Greylock Theater Project:"The Writing Is Pure"
Urban's involvement with the Greylock Theater Project is very fulfilling, she said.
The project links Greylock housing complex children with professional directors, actors, costume, sound and lighting experts who come together to produce one-act plays authored by the children. The project operates during the summer months.
"The project focuses on the creativity and the accomplishment of writing a play and not on spelling and punctuation," Urban said. "These kids, their self-esteem just grows."
The writing component covers a nine-week span, and once the plays are written, a director from New York City is charged with turning paper conversation into performance dialogue.

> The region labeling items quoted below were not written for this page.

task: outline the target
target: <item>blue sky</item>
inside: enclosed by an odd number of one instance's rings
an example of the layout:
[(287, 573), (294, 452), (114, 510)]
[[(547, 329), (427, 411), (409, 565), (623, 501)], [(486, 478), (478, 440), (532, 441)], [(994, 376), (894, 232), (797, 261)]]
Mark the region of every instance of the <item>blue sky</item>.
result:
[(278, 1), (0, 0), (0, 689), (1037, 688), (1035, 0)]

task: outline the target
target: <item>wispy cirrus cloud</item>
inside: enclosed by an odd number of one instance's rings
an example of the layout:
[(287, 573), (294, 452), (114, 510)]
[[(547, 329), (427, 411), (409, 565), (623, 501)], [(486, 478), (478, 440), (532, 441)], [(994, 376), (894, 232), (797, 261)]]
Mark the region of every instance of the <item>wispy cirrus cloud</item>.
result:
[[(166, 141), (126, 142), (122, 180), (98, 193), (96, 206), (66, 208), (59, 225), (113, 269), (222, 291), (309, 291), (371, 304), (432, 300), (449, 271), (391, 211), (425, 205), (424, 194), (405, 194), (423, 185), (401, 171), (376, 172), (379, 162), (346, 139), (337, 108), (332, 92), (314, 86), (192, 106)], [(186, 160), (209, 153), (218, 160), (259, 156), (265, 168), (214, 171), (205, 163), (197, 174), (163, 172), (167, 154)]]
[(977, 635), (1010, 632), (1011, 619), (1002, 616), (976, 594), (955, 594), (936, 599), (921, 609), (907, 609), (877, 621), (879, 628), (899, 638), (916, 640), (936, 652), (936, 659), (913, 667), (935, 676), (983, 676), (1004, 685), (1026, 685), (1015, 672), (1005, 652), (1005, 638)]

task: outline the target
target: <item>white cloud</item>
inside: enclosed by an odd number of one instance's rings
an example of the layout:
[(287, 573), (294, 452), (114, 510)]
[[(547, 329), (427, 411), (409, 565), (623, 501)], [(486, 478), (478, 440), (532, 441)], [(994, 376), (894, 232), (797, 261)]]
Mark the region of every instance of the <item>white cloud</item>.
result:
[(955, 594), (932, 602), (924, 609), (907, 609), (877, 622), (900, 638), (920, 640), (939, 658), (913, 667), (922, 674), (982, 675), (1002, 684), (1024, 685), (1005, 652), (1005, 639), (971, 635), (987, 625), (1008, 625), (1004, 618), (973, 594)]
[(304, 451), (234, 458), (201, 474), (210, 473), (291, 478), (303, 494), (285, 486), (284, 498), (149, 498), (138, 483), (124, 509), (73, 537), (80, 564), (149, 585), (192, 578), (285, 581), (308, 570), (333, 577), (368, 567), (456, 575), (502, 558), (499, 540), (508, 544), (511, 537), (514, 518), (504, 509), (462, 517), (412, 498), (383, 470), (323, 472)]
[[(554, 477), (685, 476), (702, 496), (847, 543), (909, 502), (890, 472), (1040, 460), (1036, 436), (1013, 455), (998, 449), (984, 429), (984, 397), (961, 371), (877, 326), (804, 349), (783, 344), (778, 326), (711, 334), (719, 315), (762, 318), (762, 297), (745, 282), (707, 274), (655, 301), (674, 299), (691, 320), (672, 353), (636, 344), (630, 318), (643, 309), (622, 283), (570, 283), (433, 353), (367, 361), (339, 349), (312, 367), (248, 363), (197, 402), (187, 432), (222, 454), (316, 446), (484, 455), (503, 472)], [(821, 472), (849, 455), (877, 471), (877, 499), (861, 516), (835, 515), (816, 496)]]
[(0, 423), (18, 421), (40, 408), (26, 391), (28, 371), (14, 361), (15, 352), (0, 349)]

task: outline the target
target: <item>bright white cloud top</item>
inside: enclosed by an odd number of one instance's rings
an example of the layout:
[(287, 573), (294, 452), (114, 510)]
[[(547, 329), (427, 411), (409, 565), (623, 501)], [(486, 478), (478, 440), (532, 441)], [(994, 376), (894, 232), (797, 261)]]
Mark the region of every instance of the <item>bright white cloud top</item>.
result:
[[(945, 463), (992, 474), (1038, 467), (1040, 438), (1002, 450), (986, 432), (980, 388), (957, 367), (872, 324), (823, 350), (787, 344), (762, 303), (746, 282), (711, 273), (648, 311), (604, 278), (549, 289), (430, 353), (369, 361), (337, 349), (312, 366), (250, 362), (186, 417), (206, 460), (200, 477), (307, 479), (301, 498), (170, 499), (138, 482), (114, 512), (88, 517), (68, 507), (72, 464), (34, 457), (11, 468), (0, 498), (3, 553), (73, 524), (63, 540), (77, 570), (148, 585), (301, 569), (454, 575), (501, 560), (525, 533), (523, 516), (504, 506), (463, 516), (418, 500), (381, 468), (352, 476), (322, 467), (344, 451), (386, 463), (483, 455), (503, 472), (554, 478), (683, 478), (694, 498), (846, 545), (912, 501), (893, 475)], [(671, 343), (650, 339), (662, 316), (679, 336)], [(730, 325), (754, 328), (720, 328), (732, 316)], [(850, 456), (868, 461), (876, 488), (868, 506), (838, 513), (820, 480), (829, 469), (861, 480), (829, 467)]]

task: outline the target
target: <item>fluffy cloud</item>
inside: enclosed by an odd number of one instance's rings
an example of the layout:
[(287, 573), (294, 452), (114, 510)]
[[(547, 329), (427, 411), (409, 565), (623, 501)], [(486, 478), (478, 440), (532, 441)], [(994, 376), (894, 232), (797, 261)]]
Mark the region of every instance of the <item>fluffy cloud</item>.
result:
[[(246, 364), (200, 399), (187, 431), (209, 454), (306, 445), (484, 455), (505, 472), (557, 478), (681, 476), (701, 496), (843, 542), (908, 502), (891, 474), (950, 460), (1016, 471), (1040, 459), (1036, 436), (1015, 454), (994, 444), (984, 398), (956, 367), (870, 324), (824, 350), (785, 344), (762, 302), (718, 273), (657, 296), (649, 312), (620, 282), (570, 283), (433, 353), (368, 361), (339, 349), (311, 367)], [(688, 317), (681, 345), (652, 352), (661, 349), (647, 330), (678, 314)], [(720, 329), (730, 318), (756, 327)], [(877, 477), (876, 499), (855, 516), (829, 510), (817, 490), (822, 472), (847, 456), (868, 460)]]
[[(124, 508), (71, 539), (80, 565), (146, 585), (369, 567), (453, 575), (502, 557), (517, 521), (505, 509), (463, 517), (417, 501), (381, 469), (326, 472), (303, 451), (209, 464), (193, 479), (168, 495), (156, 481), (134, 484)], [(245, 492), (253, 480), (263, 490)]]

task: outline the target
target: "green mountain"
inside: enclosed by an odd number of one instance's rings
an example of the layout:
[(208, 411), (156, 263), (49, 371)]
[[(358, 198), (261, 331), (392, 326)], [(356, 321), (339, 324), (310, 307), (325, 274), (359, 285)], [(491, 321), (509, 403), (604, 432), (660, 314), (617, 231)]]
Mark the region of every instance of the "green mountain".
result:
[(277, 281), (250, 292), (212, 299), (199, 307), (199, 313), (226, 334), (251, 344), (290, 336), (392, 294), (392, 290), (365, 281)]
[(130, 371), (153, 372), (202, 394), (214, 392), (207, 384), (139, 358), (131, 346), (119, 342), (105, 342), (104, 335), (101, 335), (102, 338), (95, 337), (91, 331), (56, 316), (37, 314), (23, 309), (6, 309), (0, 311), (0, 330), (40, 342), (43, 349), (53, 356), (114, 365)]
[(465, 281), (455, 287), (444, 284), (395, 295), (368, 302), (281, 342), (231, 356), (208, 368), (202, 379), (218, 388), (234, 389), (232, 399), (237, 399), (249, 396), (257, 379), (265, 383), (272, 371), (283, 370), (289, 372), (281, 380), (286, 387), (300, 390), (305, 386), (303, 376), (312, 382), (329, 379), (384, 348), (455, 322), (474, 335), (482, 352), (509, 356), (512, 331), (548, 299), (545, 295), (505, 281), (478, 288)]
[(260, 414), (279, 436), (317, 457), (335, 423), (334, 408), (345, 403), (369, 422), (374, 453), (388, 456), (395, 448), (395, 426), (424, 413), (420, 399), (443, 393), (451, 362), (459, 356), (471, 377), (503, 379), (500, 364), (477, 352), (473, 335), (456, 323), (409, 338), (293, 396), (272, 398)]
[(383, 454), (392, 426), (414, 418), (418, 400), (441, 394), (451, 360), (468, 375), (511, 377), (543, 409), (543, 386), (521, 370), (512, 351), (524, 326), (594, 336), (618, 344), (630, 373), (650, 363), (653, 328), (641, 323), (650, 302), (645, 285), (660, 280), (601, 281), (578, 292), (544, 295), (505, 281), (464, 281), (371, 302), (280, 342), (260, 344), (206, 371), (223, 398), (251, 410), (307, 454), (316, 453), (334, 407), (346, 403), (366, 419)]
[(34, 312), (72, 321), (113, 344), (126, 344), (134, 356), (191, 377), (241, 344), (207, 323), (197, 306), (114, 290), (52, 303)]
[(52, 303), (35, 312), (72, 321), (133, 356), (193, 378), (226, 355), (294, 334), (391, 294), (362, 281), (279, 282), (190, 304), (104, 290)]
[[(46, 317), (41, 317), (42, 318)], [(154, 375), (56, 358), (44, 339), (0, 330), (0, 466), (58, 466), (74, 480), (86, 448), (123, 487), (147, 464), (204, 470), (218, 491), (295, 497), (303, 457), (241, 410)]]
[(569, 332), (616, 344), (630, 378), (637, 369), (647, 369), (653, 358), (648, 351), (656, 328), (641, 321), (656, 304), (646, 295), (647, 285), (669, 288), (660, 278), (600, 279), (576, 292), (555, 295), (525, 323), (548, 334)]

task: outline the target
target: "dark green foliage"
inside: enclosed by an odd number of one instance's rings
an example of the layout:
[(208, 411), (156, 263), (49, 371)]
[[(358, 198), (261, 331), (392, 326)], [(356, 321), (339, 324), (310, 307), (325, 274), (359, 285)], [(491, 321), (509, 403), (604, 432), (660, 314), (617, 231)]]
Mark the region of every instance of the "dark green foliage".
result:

Actors perform the plays on a WTF stage.
"The plays are presented in one evening and the playwrights sit on the stage with a sign that says 'playwright,'" Urban said."I love it, it's the best. The last two years, I was an actor and that was fun. But I love to sit in the audience and watch [the children] as they watch their own play being performed."
The plays written by the young project participants are brimming with honesty, Urban said.
"The writing is pure," she said. "They are not thinking about what someone else is going to think, they are expressing what they want to express at that time."
Public school arts programs are constantly under the state education revenue axe and community arts groups may be the answer to arts access within public education, she said. Members of the MCP plan to deliver a dramatic reading titled "Fireside Yuletide" at the Brayton school on Dec. 20, Urban said. The reading includes Hanukkah and Christmas stories, she said.
Lucky In What She Has Here
Urban is hoping that community theater and additional community art pursuits could begin to turn a profit, which would allow the entities to offer paying positions. That in turn would allow a home-grown participation within an "arts economy," she said.
Urban is married to Tim Mangun. The couple live on Notch Road with a cat, "Shelby," and a dog, "Casco," named for summers Urban spent with her family at Casco Bay, Maine, she said.
And the bright lights of Broadway or the fast lanes of L.A. aren't quite enough to lure Urban away from the bosom of Mount Greylock.
"I feel very lucky in what I have here," she said. "I am pretty grounded here. I think it's pretty cool to have a theater company and be teaching kids. I think it's pretty cool to be able to do something I love, something that doesn't feel like work. That's what I have here."